The exterior of the temple exhibits four large friezes planned by American sculptor J. Leo Fairbanks and built with the help of his brother Avard Fairbanks. Modeled four-fifths lifesize and cast in concrete, the bas-relief friezes depict God’s dealings with Man. The north frieze depicts the story of the Book of Mormon. The west frieze shows the people of the Old Testament. The New Testament and the Apostasy are depicted on the southern frieze of the temple, and the restoration of the Church through Joseph Smith is shown on the east frieze. On the grounds of the temple are statues also designed by the Fairbanks brothers including Joseph being blessed by his father and one of the Prophet Lehi in a scene from the Second Book of Nephi in the Book of Mormon.
As visitors approach the temple and pass a number of reflecting pools, a maternity fountain sits in front of the uppermost pool. Designed by the Fairbanks brothers, this bold relief honors Hawaiian Motherhood and depicts a Hawaiian mother holding a giant clam shell while pouring water over her children. The act is supposed to symbolize mothers pouring their love, hope and care onto their children.
The landscaped temple grounds contain tropical gardens, with plants such as hibiscus, Brazilian plume, birds of paradise, lantana, red ginger, bougainvillea, plumeria, Ixora, and others. At the base of the temple grounds is a fountain separating an LDS Family History Center and a Visitors' Center, where a ten-foot sculpture replica of Bertel Thorvaldsen's Christus stands inside the entrance.
The Laie Hawaii Temple is 47,224 square feet and houses four ordinance rooms and six sealing rooms. Landscape artist LeConte Stewart designed many of the murals found inside the temple.

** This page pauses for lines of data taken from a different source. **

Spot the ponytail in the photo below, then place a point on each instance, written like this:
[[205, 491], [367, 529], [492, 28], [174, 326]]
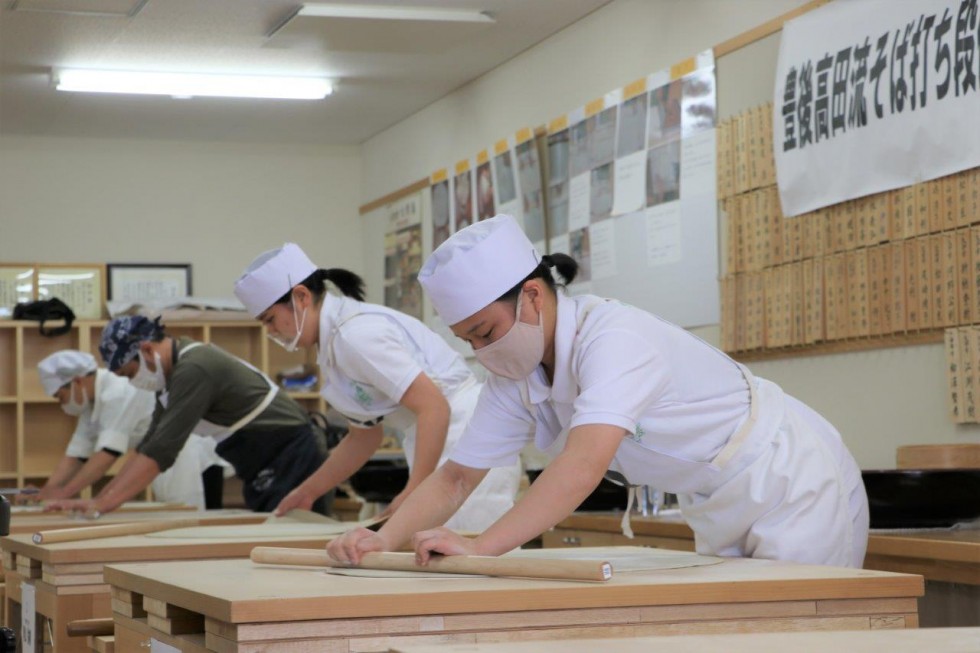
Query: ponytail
[[565, 265], [347, 282]]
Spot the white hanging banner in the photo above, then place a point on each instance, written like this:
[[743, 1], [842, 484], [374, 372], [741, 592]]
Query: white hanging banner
[[873, 95]]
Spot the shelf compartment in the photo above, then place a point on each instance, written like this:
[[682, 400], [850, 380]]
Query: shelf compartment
[[47, 431], [8, 439], [243, 342]]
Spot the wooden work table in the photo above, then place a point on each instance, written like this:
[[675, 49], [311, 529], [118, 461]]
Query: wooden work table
[[949, 556], [68, 581], [236, 605], [948, 640], [948, 560]]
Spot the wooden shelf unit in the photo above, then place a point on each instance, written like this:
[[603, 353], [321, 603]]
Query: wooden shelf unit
[[34, 431]]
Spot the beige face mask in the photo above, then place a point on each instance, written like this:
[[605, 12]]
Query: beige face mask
[[518, 352]]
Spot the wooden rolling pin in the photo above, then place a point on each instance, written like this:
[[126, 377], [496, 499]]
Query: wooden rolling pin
[[593, 570], [108, 530]]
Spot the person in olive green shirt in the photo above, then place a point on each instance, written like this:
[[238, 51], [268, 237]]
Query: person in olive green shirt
[[262, 432]]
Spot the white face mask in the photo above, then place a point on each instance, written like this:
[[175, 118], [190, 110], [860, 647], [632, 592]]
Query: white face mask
[[73, 408], [518, 352], [147, 380], [294, 343]]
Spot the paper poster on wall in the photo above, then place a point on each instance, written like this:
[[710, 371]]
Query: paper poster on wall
[[504, 180], [875, 95], [579, 201], [462, 196], [486, 206], [629, 183], [650, 156], [441, 209], [663, 234], [602, 241], [529, 178], [558, 178], [403, 255]]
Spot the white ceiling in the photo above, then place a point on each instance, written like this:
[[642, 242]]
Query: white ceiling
[[384, 70]]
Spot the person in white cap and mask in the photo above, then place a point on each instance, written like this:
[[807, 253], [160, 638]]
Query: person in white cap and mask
[[264, 434], [113, 417], [607, 388], [375, 364]]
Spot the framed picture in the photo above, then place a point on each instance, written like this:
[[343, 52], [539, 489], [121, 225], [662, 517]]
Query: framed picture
[[17, 285], [80, 285], [140, 282]]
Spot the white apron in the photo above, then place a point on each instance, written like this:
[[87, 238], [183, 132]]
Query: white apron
[[784, 487], [493, 497]]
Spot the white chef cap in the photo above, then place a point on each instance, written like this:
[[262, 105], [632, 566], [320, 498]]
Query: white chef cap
[[476, 266], [60, 368], [271, 275]]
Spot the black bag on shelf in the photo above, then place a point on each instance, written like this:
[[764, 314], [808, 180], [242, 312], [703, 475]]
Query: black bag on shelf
[[43, 310]]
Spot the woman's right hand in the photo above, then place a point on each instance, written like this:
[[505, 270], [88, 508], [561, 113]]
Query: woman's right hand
[[295, 499], [352, 545]]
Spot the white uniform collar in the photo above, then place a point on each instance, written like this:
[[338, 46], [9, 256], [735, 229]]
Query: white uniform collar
[[101, 381], [332, 311], [564, 388]]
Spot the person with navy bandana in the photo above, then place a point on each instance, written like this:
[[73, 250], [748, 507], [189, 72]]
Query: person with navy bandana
[[265, 435]]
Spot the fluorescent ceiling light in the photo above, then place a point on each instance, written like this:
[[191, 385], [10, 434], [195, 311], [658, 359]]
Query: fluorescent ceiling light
[[386, 12], [184, 85]]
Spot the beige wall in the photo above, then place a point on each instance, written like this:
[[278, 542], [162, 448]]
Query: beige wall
[[215, 206], [879, 399]]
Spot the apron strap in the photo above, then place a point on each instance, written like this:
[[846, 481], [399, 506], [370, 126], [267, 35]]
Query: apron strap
[[734, 442]]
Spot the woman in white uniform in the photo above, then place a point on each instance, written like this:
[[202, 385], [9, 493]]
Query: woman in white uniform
[[375, 364], [113, 417], [605, 387]]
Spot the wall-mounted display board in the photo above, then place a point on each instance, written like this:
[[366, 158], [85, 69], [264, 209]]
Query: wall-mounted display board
[[884, 269]]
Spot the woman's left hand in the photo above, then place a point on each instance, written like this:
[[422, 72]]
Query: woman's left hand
[[441, 541], [84, 507]]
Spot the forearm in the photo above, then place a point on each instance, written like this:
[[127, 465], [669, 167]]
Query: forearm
[[432, 427], [432, 503], [560, 489], [93, 469], [138, 472], [350, 455]]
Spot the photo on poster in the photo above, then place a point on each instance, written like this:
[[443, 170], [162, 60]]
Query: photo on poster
[[664, 117], [580, 250], [600, 203], [578, 148], [403, 258], [534, 216], [602, 137], [698, 102], [528, 167], [664, 173], [463, 197], [557, 209], [441, 228], [558, 157], [484, 192], [506, 188], [632, 126]]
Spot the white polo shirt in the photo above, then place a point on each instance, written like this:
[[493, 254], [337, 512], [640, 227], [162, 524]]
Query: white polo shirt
[[369, 355], [679, 399], [117, 420]]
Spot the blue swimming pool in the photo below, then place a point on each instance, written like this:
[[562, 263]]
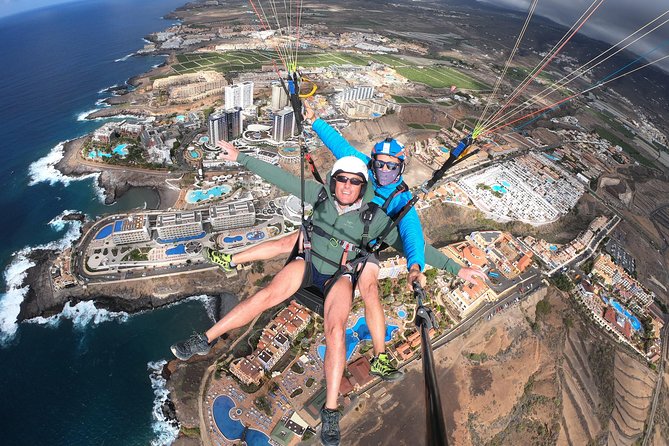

Laie Hawaii Temple is not used for regular Sunday worship. As temples are considered sacred houses of the Lord, only church members who keep gospel covenants are allowed to enter for the purpose of participating in sacred ceremonies such as endowments, baptism for the dead and eternal marriage, a ritual in which couples and families are sealed for time and all eternity. Because of these guidelines, non-Mormons are not allowed inside temples, but public tours of the grounds outside and of the visitors' centers are available.